Here are the instructions to set up this project.

Prerequisites:

Github account - sign up for a new github account if not already present.

Generate Github token - In the Settings, Navigate to Developer Settings -> Personal access tokens -> generate new token.
You can set the expiration to 30 days or more if needed. Either Fine grained token/ tokens(classic) would work.

Fine grained token - Select All repositories, Read and Write access to actions, code, commit statuses, deployments, secrets, and workflows
Tokens(classic) - Select the repo, workflow scope while generating

Copy the token value and save it as it would appear only once.

Databricks workspace access - Sign up for the Community edition.

Login and Generate token in the databricks to be able to deploy code from Github to the workspace.
1. Head to Settings -> Developer - Access Tokens -> Manage -> Generate new token . You can give any comment and keep Lifetime 90 which is default.
Copy the token value and save it as it would appear only once.

  1. In the Same Settings page, select Linked accounts - Select Git provider as Github, select Personal Access token and key in the email and token with read/write permissions generated earlier in Github. This would enable the Databricks Repos section accessible to Github.

In the Github Repo Settings, Add the Repository Tokens to save the databricks host and token as shown

DATABRICKS_HOST - url for the datarbricks workspace
DATABRICKS_TOKEN - token generated in the databricks workspace

image

If you have completed the prerequisites, Clone this repo into your own github account.

Here are some commands to run from terminal

git clone https://github.com/PragathiSharma/genai-healthcare-lifescience-app.git
cd genai-healthcare-lifescience-app
git remote set-url origin http://github.com/YOU/YOUR_REPO


/YOU/YOUR_REPO - Create a new empty repo in Github and provide the username and repo name here.

  • The project contains configuration file databricks.yml to set up the environments. Set up the host and root_path as desired to deploy the contents of this repo into your workspace.

    host: https://myworkspace.databricks.com - Update this to your databricks workspace url
    root_path: ~/genai_app/genai-healthcare-lifescience-app - Update this to the path where you want to deploy the project

    Based on environments, this configurations can be updated for each environment.

    resources/synthea_diabetic_patient_data_ingestion.yml holds the job configuration which is pipeline for data ingestion and model training. Ensure that the path for the notebooks are all correct.
    Replace your_email_id with your email id on the databricks workspace so the path would be picked up correctly.
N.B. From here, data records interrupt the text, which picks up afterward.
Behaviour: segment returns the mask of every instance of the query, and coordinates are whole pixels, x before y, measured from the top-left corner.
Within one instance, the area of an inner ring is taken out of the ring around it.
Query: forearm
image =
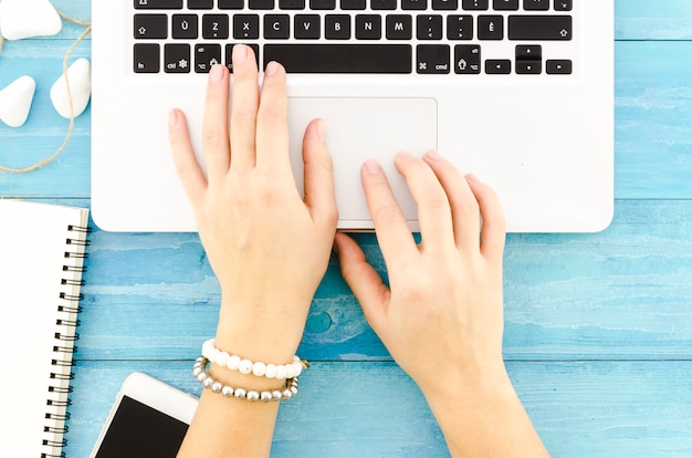
[[[504,368],[427,395],[452,457],[548,457]]]
[[[285,364],[292,361],[297,347],[296,331],[285,326],[285,321],[252,325],[235,315],[230,305],[222,304],[227,313],[221,313],[219,321],[217,348],[253,362]],[[283,391],[285,383],[285,379],[244,375],[218,364],[209,364],[208,372],[223,385],[258,393]],[[279,405],[279,402],[224,397],[203,389],[178,457],[269,457]]]

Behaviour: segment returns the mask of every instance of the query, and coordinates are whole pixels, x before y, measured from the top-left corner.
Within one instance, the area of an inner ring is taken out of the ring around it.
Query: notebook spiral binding
[[[90,246],[87,236],[91,233],[91,228],[70,226],[67,232],[62,269],[64,277],[61,281],[60,295],[56,298],[59,318],[55,321],[53,334],[54,357],[51,360],[51,384],[46,392],[41,458],[64,458],[63,448],[67,444],[65,435],[69,428],[65,423],[70,419],[67,407],[72,405],[70,394],[73,392],[70,382],[74,379],[72,367],[74,354],[77,351],[75,342],[80,340],[80,334],[76,332],[80,325],[77,315],[82,311],[80,301],[84,299],[80,288],[84,284],[82,274],[86,270],[84,260],[88,258],[86,248]]]

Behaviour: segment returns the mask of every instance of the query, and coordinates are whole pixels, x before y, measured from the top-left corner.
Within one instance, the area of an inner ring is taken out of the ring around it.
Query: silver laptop
[[[289,72],[300,189],[303,132],[326,121],[339,228],[373,228],[359,168],[374,157],[417,230],[392,157],[432,148],[495,188],[510,231],[611,220],[614,0],[94,0],[92,14],[102,229],[195,230],[167,114],[187,113],[200,154],[207,73],[235,43]]]

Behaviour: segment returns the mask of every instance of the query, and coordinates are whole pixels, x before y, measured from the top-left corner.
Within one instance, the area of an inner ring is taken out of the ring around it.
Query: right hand
[[[424,159],[399,154],[395,165],[418,204],[422,241],[416,244],[379,164],[367,162],[363,186],[389,287],[358,244],[337,233],[346,282],[368,323],[426,396],[505,379],[505,221],[497,197],[437,152]]]

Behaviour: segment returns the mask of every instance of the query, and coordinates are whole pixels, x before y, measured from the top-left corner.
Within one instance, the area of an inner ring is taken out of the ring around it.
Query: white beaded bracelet
[[[293,378],[301,375],[303,367],[307,367],[307,362],[301,361],[300,357],[293,356],[293,361],[289,364],[264,364],[261,362],[253,363],[250,360],[241,358],[238,355],[231,355],[216,347],[213,339],[202,344],[202,356],[210,363],[227,367],[231,371],[239,371],[241,374],[252,374],[258,377],[266,378]]]
[[[256,392],[254,389],[233,388],[230,385],[223,385],[216,381],[207,372],[209,360],[200,356],[195,361],[192,375],[205,388],[211,389],[212,393],[220,393],[223,397],[237,397],[238,399],[247,399],[251,402],[262,400],[265,403],[275,400],[289,400],[298,394],[298,377],[287,378],[282,389],[273,389],[265,392]]]

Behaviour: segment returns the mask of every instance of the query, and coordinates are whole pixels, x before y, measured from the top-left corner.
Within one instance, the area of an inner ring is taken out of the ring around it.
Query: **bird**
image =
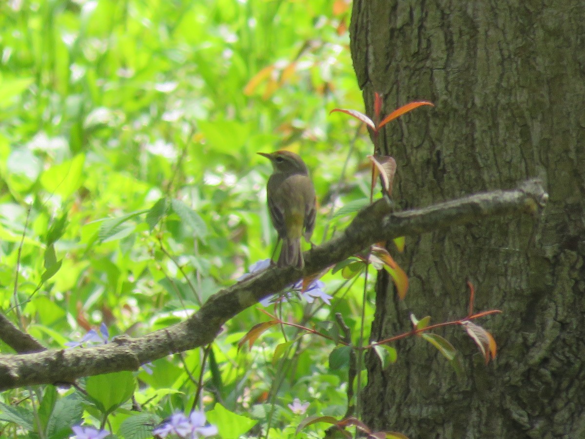
[[[272,164],[266,190],[270,220],[278,240],[283,241],[277,265],[302,269],[305,261],[301,238],[311,242],[316,212],[316,196],[309,170],[302,159],[290,151],[258,154]]]

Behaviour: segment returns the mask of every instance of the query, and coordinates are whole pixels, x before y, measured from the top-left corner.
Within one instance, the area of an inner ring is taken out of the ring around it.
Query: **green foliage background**
[[[355,121],[328,114],[335,107],[363,108],[345,29],[349,6],[328,0],[0,5],[0,305],[6,315],[53,348],[102,322],[112,337],[179,321],[270,256],[274,232],[264,185],[271,170],[258,151],[287,148],[305,159],[320,203],[316,242],[342,227],[347,218],[334,210],[369,193],[367,176],[357,170],[369,151],[364,132],[356,138]],[[355,328],[363,285],[349,287],[339,273],[324,280],[335,296],[331,307],[293,301],[281,309],[284,318],[309,316],[310,325],[340,311]],[[219,402],[245,417],[232,420],[243,431],[257,420],[256,433],[271,417],[275,438],[298,423],[287,407],[295,397],[311,402],[307,414],[343,416],[346,378],[328,366],[332,344],[305,337],[273,361],[276,347],[294,337],[275,329],[237,352],[252,325],[266,319],[248,310],[214,343],[203,374],[206,410]],[[11,352],[4,344],[0,350]],[[198,377],[202,358],[199,350],[185,352],[154,362],[152,375],[140,372],[135,396],[142,417],[126,402],[106,427],[120,437],[148,437],[149,428],[142,436],[132,432],[188,411],[191,377]],[[275,386],[279,376],[284,380]],[[271,392],[276,397],[267,400]],[[71,389],[0,398],[2,419],[16,423],[0,422],[0,431],[13,437],[27,429],[23,419],[17,425],[19,416],[29,416],[42,437],[71,434],[67,423],[49,432],[48,414],[39,424],[32,414],[39,400],[47,413],[60,413],[55,404],[81,406],[87,424],[104,421],[99,404],[80,403]],[[15,407],[23,411],[12,413]],[[316,434],[311,428],[306,434]]]

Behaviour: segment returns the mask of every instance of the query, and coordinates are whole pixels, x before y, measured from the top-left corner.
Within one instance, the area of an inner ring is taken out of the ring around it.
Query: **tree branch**
[[[302,273],[293,267],[269,268],[220,290],[180,323],[136,338],[118,337],[95,348],[0,355],[0,390],[135,371],[145,363],[210,343],[222,325],[261,299],[376,242],[419,235],[486,217],[534,214],[545,205],[548,198],[541,182],[532,180],[512,190],[473,195],[397,213],[391,213],[390,204],[381,198],[359,212],[337,237],[305,252]]]

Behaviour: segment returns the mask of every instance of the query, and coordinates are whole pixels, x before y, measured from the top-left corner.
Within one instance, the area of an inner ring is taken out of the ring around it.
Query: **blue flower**
[[[168,435],[176,434],[179,437],[196,439],[201,437],[207,437],[218,434],[218,427],[205,425],[205,414],[202,411],[194,410],[185,416],[182,412],[173,414],[167,420],[153,430],[155,436],[164,438]]]
[[[103,439],[109,435],[109,431],[105,430],[97,430],[93,427],[75,426],[71,427],[71,430],[75,435],[71,436],[70,439]]]
[[[90,345],[105,345],[109,340],[109,332],[108,331],[108,327],[104,322],[99,325],[99,332],[98,334],[95,330],[90,330],[79,341],[69,341],[66,343],[65,345],[70,348],[77,348],[84,343]]]
[[[270,266],[270,259],[259,260],[250,266],[250,271],[248,273],[242,275],[238,278],[238,280],[243,280],[252,276],[253,273],[266,270]],[[323,290],[325,286],[325,284],[322,280],[314,280],[305,291],[302,291],[302,280],[301,280],[294,284],[289,285],[287,287],[287,289],[298,293],[308,303],[312,303],[315,299],[318,298],[328,305],[331,305],[331,300],[333,299],[333,296],[329,296]],[[262,306],[269,306],[276,302],[285,301],[288,298],[290,291],[276,296],[269,296],[260,300],[260,303]]]

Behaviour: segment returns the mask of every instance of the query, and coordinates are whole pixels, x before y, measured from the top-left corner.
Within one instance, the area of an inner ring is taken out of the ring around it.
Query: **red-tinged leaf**
[[[398,268],[398,265],[394,260],[388,251],[383,247],[379,247],[374,245],[371,248],[371,253],[375,255],[377,258],[382,260],[383,262],[390,268]]]
[[[244,94],[249,96],[253,93],[262,81],[271,77],[274,71],[274,66],[267,66],[254,75],[244,87]]]
[[[378,179],[378,176],[381,176],[384,192],[391,195],[394,174],[396,173],[396,160],[390,156],[368,156],[367,158],[374,166],[371,177],[372,186]]]
[[[374,93],[374,119],[380,122],[380,115],[382,113],[382,97],[376,91]]]
[[[355,118],[358,121],[361,121],[364,124],[369,126],[370,128],[376,131],[376,125],[374,125],[374,122],[372,122],[371,119],[370,118],[369,118],[363,113],[360,113],[359,111],[356,111],[356,110],[343,109],[342,108],[333,108],[329,112],[329,114],[331,114],[331,113],[334,113],[336,111],[339,111],[342,113],[345,113],[346,114],[349,114],[350,116]]]
[[[249,342],[250,347],[251,348],[252,345],[254,344],[254,342],[256,341],[256,339],[260,336],[262,332],[277,324],[278,323],[278,320],[270,320],[254,325],[252,327],[252,329],[247,332],[247,334],[244,335],[243,338],[240,340],[240,342],[238,344],[238,350],[239,351],[246,341]]]
[[[380,434],[384,435],[376,435]],[[370,435],[370,437],[375,437],[376,439],[378,438],[380,438],[380,439],[408,439],[408,436],[405,436],[402,433],[399,433],[397,431],[380,431],[378,433],[372,433]]]
[[[294,341],[287,341],[277,345],[274,349],[274,354],[272,355],[272,363],[273,365],[276,364],[276,362],[278,361],[278,359],[283,356],[285,351],[294,342]]]
[[[397,250],[400,253],[404,251],[404,247],[406,245],[406,238],[405,236],[398,236],[395,238],[393,241],[394,242],[394,245],[396,246]]]
[[[367,425],[364,424],[357,418],[354,417],[353,416],[346,418],[345,419],[342,419],[336,425],[340,428],[345,428],[347,426],[355,426],[364,433],[366,433],[368,434],[371,433],[371,430],[370,430],[370,428]]]
[[[292,77],[297,71],[297,63],[293,61],[283,70],[280,74],[280,84],[282,85]]]
[[[388,265],[384,265],[384,267],[386,271],[390,274],[392,280],[396,287],[396,293],[398,295],[398,298],[403,300],[406,297],[406,292],[408,290],[408,276],[406,273],[398,265],[395,268],[392,268]]]
[[[338,421],[333,416],[309,416],[301,421],[301,423],[298,424],[298,427],[297,427],[297,434],[298,434],[301,432],[301,430],[305,427],[308,427],[318,422],[325,422],[328,424],[337,424]]]
[[[436,334],[423,333],[421,337],[439,349],[445,355],[445,358],[450,361],[457,355],[457,350],[447,340]]]
[[[473,341],[477,345],[480,351],[486,359],[486,364],[490,362],[490,360],[493,360],[495,358],[497,347],[495,344],[495,340],[491,334],[487,332],[479,325],[476,325],[473,322],[466,320],[461,323],[467,334]]]
[[[340,15],[349,9],[349,2],[347,0],[335,0],[333,4],[333,13]]]
[[[428,101],[419,101],[418,102],[411,102],[410,104],[407,104],[405,105],[402,105],[400,108],[395,109],[389,115],[386,116],[381,122],[380,125],[378,125],[378,129],[380,129],[383,126],[384,126],[386,124],[389,122],[390,121],[393,121],[397,117],[402,116],[405,113],[408,113],[411,110],[413,110],[422,105],[431,105],[431,107],[435,107],[435,105]]]

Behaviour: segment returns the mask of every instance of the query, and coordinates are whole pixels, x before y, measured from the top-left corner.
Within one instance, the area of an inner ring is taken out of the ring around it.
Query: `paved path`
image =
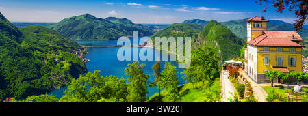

    The job would work with notebook paths as /Workspace/Users/your_email_id/genai_app/genai-healthcare-lifescience-app

  • In the .github/workflows/cicd.yml, the bundle commands are executed to create the workflow.
    For this, DATABRICKS_HOST and DATABRICKS_TOKEN configs are picked up from the github actions secrets saved in the prerequisites

Databricks Asset bundles(DAB) for Deployment

Once you commit the configuration updates into your repo, You can manually go and trigger github Actions workflow to deploy the project and job to databricks workspace.


git commit -m "updated tokens"
git push -u origin main

Trigger Github Actions image

Now that all the set up is completed, we can execute the project.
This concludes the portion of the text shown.